Perekonomian Indonesia mengalami perkembangan mulai masa pemerintahan Presiden Soekarno yang dikenal dengan zaman orde lama. Kemudian mengalami perkembangan pada masa pemerintahan Presiden Soeharto yang dikenal dengan zaman orde baru. Hingga zaman reformasi yang mengalami perubahan besar – besaran dalam aspek ekonomi. Begitupun dengan aspek – aspek kehidupan lainnya seperti politik, sosial, kebudayaan, dan lain – lain. Dalam makalah ini, penulis akan membahas mengenai perkembangan ekonomi Indonesia dari masa Orde lama hingga reformasi dan orientasi pembangunan perekonomian tersebut.

B.    Rumusan Masalah
Berdasarkan uraian diatas, maka yang menjadi rumusan masalah dalam makalah ini adalah sebagai berikut :
1.    Bagaimanakah perekonomian Indonesia pada saat pasca kemerdekaan sampai pada masa reformasi ?

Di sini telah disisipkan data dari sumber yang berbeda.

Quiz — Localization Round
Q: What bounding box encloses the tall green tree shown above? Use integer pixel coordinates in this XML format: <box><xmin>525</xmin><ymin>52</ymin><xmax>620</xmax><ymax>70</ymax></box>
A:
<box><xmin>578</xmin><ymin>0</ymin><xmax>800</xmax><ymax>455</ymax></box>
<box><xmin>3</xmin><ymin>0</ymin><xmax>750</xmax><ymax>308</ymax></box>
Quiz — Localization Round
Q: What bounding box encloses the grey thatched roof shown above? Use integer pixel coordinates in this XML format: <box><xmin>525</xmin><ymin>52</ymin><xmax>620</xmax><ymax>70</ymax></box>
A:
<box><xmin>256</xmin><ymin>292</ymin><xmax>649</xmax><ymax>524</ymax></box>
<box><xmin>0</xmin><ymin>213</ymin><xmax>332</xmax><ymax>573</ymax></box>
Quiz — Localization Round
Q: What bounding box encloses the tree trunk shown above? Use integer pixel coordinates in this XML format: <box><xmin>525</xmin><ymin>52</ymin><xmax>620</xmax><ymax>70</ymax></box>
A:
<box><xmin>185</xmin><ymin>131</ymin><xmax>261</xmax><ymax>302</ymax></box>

2.    Apakah di masa reformasi, perekonomian Indonesia sudah jauh lebih membaik ?

C.    Tujuan Makalah
Adapun tujuan dalam makalah ini adalah sebagai berikut :
1.    Untuk memperoleh gambaran perekonomian Indonesia pada saat pasca kemerdekaan hingga masa reformasi.
2.    Untuk mengetahui apakah perekonomian di Indonesia pada masa reformasi sudah jauh lebih baik daripada masa – masa sebelumnya.




Pembahasan

Perekonomian Indonesia pasca kemerdekaan masih sangat terpuruk karena masih dalam tahap berkembang setelah kekuasaan penjajah usai, namun keterpurukan perekonomian pada masa itu banyak di sebabkan oleh antara lain, terjadinya inflasi yang tinggi, adanya blokade Belanda agar perdagangan luar negeri Indonesia tertutup, kas negara kosong, serta eksploitasi besar-besaran oleh penjajah Belanda.

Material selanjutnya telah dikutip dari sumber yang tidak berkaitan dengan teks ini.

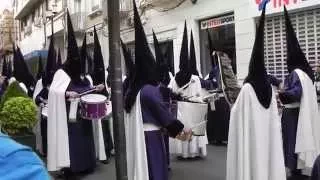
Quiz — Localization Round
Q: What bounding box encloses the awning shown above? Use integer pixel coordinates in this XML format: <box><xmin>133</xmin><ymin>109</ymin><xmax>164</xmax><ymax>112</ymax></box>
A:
<box><xmin>23</xmin><ymin>50</ymin><xmax>48</xmax><ymax>61</ymax></box>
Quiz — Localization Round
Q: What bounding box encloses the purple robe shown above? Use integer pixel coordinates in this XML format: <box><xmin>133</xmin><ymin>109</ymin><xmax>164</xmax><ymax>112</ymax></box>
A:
<box><xmin>310</xmin><ymin>156</ymin><xmax>320</xmax><ymax>180</ymax></box>
<box><xmin>279</xmin><ymin>71</ymin><xmax>302</xmax><ymax>171</ymax></box>
<box><xmin>66</xmin><ymin>81</ymin><xmax>96</xmax><ymax>173</ymax></box>
<box><xmin>140</xmin><ymin>85</ymin><xmax>184</xmax><ymax>180</ymax></box>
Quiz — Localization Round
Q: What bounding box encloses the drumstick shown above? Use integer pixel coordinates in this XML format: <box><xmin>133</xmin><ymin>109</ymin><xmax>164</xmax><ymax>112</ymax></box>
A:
<box><xmin>190</xmin><ymin>121</ymin><xmax>207</xmax><ymax>130</ymax></box>
<box><xmin>202</xmin><ymin>93</ymin><xmax>217</xmax><ymax>100</ymax></box>
<box><xmin>79</xmin><ymin>88</ymin><xmax>97</xmax><ymax>96</ymax></box>
<box><xmin>177</xmin><ymin>79</ymin><xmax>195</xmax><ymax>93</ymax></box>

Inflasi pada saat itu mungkin disebabkan karena beredarnya lebih dari satu mata uang secara tidak terkendali. Dalam hal ini kelompok yang paling di rugikan adalah petani, karena pada saat itu kelompok petanilah yang menjadi produsen dengan banyak menyimpan mata uang Jepang. Ke tiga mata uang tersebut ialah De Javasche Bank,  Hindia Belanda, dan Jepang.  Sampai pada akhirnya pemerintah Indonesia mengeluarkan ORI (Oeang Rakyat Indonesia) pada tanggal Oktober 1946 sebagai pengganti mata uang Jepang serta usaha untuk mengatasi inflasi. Dalam studi ekonomi kasus seperti ini dapat menyebabkan terjadinya inflasi karena semakin banyak uang beredar di masyarakat akan mempengaruhi kenaikan tingkat harga, apa lagi dengan adanya 3 mata uang yang beredar.

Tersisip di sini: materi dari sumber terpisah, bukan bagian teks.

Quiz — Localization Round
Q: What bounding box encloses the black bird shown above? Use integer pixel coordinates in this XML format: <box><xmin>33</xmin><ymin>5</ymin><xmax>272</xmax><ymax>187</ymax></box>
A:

Memasuki tahun 1950an setelah masa krisis pasca kemerdekaan tersebut Indonesia mencoba untuk berkembang dalam sistem perekonomiannya menjadi Demokrasi Liberal. Pada masa ini pemerintah mengeluarkan kebijakan-kebijakan yang berdasarkan prinsip-prinsip liberal, namun semua kebijakan pada masa itu malah memperparah perekonomian. Karena rakyat pribumi masih kalah saing oleh rakyat non pribumi, terutama rakyat Cina. Sampai akhirnya pemerintah mengeluarkan upaya untuk mengatasi keterpurukan itu dengan berbagai kebijakan-kebijakan yang di buat seperti: gunting sjafruddin (pemotongan nilai uang), program benteng, menasinoalisasi De Javasche Bank menjadi Bank Indonesia, sistem ekonomi Ali-Baba, serta pembatalan sepihak hasil KMB. Semua kebijakan itu cukup membuat perekonomian pada masa itu sedikit membaik.
Seiring berjalannya waktu, pada tahun 1959 Indonesia menjalankan sistem perekonomian demokrasi terpimpin yang di tandai dengan keluarnya Dekrit Presiden 5 Juli 1959. Banyak kebijakan-kebijakan yang di buat pada masa itu, pemerintah mengharapkan akan mencapai kemakmuran serta kesejahteraan. Namun, kebijakan-kebijakan tersebut belum mampu memperbaiki keadaan ekonomi Indonesia. Kebijakan-kebijakan moneter yang mengalami kegagalan tersebut yaitu: devaluasi menurunkan nilai uang dan pembentukan deklarasi ekonomi. Mungkin pada masa itu kebijakan-kebijakan tersebut gagal dikarenakan banyaknya faktor salah satunya yaitu: banyaknya proyek-proyek mercusuar dan juga akibat adanya pergolakan dengan negara tetangga Malaysia dan negara-negara Barat.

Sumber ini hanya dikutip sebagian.